The higher confidence in meeting integrity standards among American researchers was attributed by some academics to the more competitive working culture in the US, which could result in under-reporting of QRPs.
The most commonly encountered QRP in both Europe and the US was unearned authorship (69% vs 55%), followed by poor supervision of junior colleagues (56% vs 49%) and inadequate peer review (54% vs 50%).
Singh also called attention to data from an Australian survey, which show that the frequency of QRPs has increased in recent years, with 47% of respondents reporting that they were affected by QRPs in 2022, compared with 38% in a similar 2019 survey.

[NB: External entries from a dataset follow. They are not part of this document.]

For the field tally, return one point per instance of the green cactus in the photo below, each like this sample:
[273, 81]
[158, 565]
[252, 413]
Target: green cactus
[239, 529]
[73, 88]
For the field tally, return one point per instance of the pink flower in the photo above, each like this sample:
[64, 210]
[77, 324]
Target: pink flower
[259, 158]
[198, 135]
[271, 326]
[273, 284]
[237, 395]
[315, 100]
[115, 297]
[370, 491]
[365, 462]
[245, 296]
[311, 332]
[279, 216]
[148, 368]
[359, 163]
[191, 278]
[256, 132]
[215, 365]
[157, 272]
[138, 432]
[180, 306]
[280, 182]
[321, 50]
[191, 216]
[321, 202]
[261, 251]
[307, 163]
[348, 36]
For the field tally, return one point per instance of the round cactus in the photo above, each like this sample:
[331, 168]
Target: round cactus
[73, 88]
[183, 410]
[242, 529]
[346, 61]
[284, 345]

Nick Allum, the lead author of the IRIS study, points out in Singh’s report that there is no standard definition for what constitutes an adequate contribution to a publication, which likely contributes to the high prevalence of unearned authorship. Tools such as the ISMPP Authorship Algorithm can be helpful in guiding ethical author selection. However, as noted by Allum et al, creating and maintaining a culture of research integrity will require a collective commitment from researchers, their institutions, and funders.